Studio album by Megadeth
- Released: August 31, 1999
- Recorded: January 4, 1999–April 22, 1999
- Studio: The Tracking Room, Nashville
- Genre: Hard rock; alternative metal;
- Length: 51:34
- Label: Capitol
- Producer: Dann Huff; Dave Mustaine;

Megadeth chronology
| Cryptic Writings (1997) | Risk (1999) | Capitol Punishment: The Megadeth Years (2000) |

Singles from Risk
- "Crush 'Em" Released: May 26, 1999; "Breadline" Released: February 16, 2000; "Insomnia" Released: 2000;

Alternative cover
- 2004 remastered edition

= Risk (Megadeth album) =

1999 studio album by Megadeth

Risk is the eighth studio album by American heavy metal band Megadeth, released on August 31, 1999, by Capitol Records, the band's last album to be released by the label. The first Megadeth album since 1990 to feature a lineup change, Risk marks the studio debut of drummer Jimmy DeGrasso with the band, as well as the final appearance of longtime guitarist Marty Friedman, who announced his departure a year later.
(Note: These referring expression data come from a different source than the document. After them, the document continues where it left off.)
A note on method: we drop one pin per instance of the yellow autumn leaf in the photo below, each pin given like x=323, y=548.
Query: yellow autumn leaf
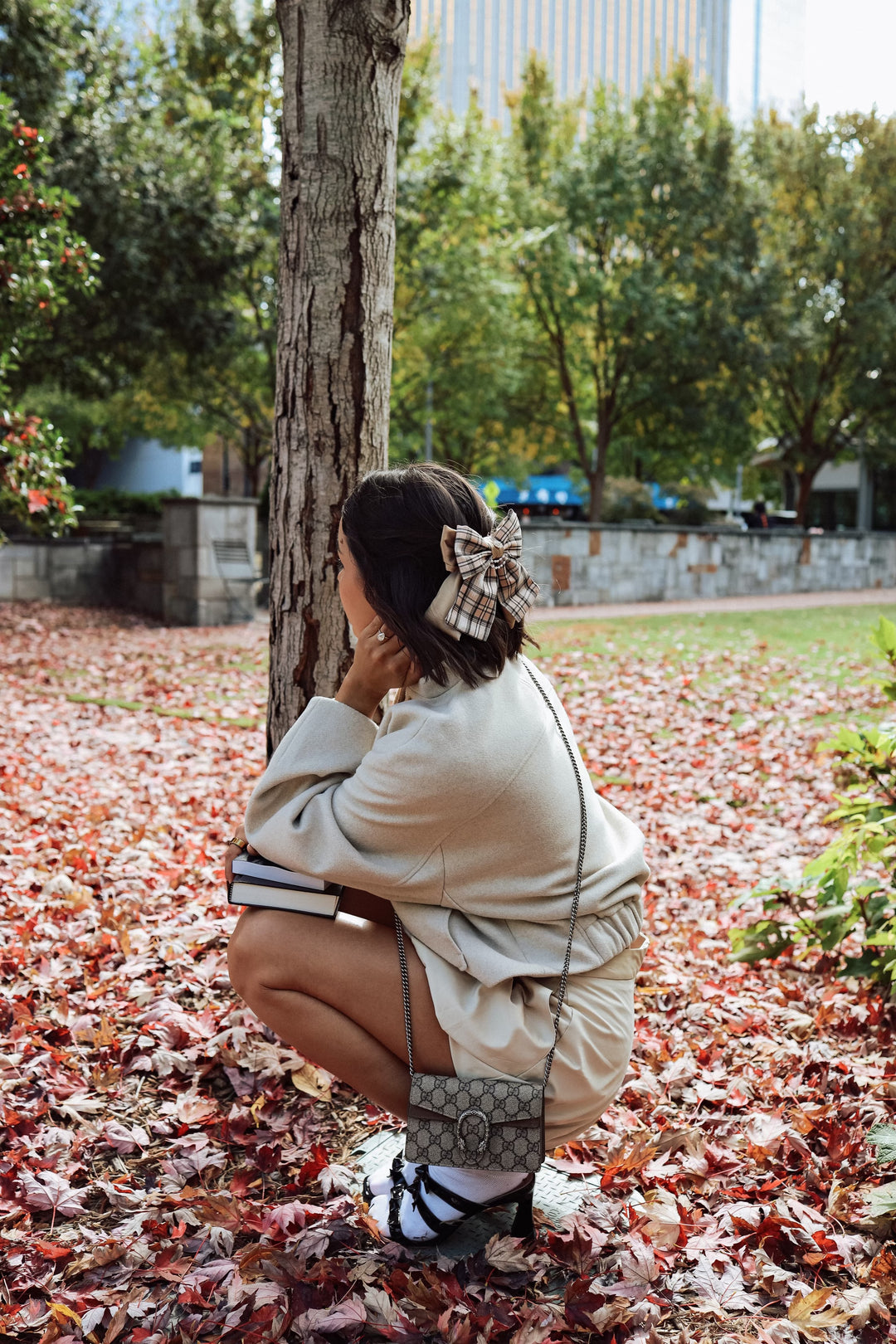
x=806, y=1315
x=310, y=1081
x=61, y=1313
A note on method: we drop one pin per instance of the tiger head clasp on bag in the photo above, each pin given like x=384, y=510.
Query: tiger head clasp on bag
x=461, y=1136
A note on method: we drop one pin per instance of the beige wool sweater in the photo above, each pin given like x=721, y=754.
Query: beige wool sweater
x=460, y=808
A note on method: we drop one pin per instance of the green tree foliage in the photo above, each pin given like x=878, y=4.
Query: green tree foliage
x=822, y=370
x=219, y=91
x=637, y=256
x=457, y=359
x=165, y=143
x=42, y=265
x=32, y=485
x=848, y=894
x=42, y=261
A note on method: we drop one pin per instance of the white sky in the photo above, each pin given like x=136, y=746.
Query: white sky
x=850, y=54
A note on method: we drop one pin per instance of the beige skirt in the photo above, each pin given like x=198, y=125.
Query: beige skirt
x=505, y=1031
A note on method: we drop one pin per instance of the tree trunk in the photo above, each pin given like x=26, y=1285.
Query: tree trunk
x=342, y=84
x=805, y=483
x=598, y=475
Meant to be a breakthrough on alternative rock radio, Risk received a mixed response because of the great deviation from the band's traditional sound. The backlash ultimately resulted in the band returning to a heavier sound on their next album, The World Needs a Hero.

Megadeth frontman Dave Mustaine has blamed the record's lack of success on the fact that it was released under the "Megadeth" moniker: "if anybody else's name was on 'Risk', it would have sold". The album debuted at number 16 on the Billboard 200 chart with 74,000 copies sold in its first week. As with the rest of Megadeth's studio records released by Capitol, the album was remixed and remastered in 2004, with several bonus tracks added. This reissue also featured a different cover.

==Background and release==
Risk followed the band's 1997 release Cryptic Writings, which according to Nielsen Soundscan, had sold 850,000 copies and won widespread praise from rock radio programmers. Referring to the upcoming record, Rob Gordon, a VP of marketing at Capitol Records, stated that "before the last record, we'd maybe had one track at rock radio, and it would be over. With this record, like the last one, I think we'll have four-plus again."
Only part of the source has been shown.